Constance lo miró por encima del hombro. Un ostentoso reloj dorado colgaba de su cuello tan calculadamente como el papel que le tocaba desempeñar. Todos desempeñaban un papel.

Como miembros del
Club Falcon
, durante cinco años Leam Wyn Yale, Colin Gray y Jinan Seton habían aplicado sus habilidades en buscar y encontrar personas desaparecidas cuyo rescate exigía confidencialidad. Por el rey. Por Inglaterra. La prima de Leam, Constance, sólo había entrado a formar parte del club hacía dos años, cuando él la introdujo.

—Siempre se me hace extraño verlos marcharse con el señor Grimm en el carruaje —dijo ella. Miró detenidamente al vizconde y añadió—: Colin, ¿cómo es que la gente nos encuentra? No será porque nos anunciemos en los periódicos. ¿Acaso conocen a nuestro director secreto? Claro que, en tal caso, ¿verdad que no sería muy secreto? Y nosotros también deberíamos conocerle —esbozó una dulce sonrisa.

—Quizá, si permaneces en el club, lo conozcas algún día —respondió el vizconde.

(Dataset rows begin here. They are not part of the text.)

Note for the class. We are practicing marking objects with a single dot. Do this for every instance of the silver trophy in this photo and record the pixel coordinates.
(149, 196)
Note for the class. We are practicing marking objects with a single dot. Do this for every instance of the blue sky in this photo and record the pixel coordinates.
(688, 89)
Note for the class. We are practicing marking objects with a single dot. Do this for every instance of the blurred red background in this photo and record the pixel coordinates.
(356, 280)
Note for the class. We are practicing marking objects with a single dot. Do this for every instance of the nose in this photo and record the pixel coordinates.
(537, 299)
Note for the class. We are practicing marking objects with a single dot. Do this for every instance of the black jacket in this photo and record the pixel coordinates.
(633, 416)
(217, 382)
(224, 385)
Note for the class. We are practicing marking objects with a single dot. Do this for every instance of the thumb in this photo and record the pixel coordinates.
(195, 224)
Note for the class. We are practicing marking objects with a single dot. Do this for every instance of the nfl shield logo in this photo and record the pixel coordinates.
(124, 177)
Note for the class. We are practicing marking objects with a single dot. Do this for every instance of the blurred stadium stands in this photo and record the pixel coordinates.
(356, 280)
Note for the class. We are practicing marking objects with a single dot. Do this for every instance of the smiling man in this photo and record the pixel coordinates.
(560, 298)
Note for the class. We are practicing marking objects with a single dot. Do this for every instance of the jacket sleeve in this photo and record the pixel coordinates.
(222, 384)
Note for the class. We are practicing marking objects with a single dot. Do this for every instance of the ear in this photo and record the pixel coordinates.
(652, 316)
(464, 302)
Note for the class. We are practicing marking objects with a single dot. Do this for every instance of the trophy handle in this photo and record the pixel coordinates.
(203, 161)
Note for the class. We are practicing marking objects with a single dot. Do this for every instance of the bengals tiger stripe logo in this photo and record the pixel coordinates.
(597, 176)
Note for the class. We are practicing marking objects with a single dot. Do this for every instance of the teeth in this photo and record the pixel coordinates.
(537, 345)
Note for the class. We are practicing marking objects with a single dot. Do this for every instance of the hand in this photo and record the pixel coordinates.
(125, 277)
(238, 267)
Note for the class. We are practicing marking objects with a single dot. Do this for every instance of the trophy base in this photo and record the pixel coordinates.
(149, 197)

—Oh, sabes que sería imposible. No cuando Leam, Wyn y Jinan están dispuestos a dejarlo todo.

Leam la observó.

—Tampoco es necesario, Constance.

—Haré lo que me plazca, Leam.

—Vamos, primos —dijo Yale, haciendo girar la copa de brandy entre las manos—. No riñamos. Todavía no hemos bebido lo suficiente.

—No son tus primos, Yale —le recordó lord Gray desde el otro lado de la habitación.

El galés enarcó una negra ceja dándole a entender a Gray lo que pensaba.

—En primer lugar, nunca debería haberla metido en esto —dijo Leam, acercándose a su prima—. Pero en ese momento creí que necesitabas diversión —adelantó la mano y suavemente le apretó la mano.

—Oh, no —Constance retiró la mano—. Me harás llorar con esa mirada tuya de poeta. Me he vuelto tan susceptible como toda dama que se precie.

—Descarada —murmuró lord Gray.

Constance lo miró con una sonrisa.

—Debe llorarse con afecto, Colin. Basta sólo un poco más del que me inspira cierta gente.

Lord Gray inclinó la cabeza en reconocimiento a su gracioso desdén.

—¿Lo ves, Leam? —dijo ella con un brillo irónico en sus ojos azules—. Colin te agarrará por el cuello si me haces llorar.

—Pues a mí, Blackwood, nunca me ha gustado ver llorar a una dama —musitó Yale con aire adormilado.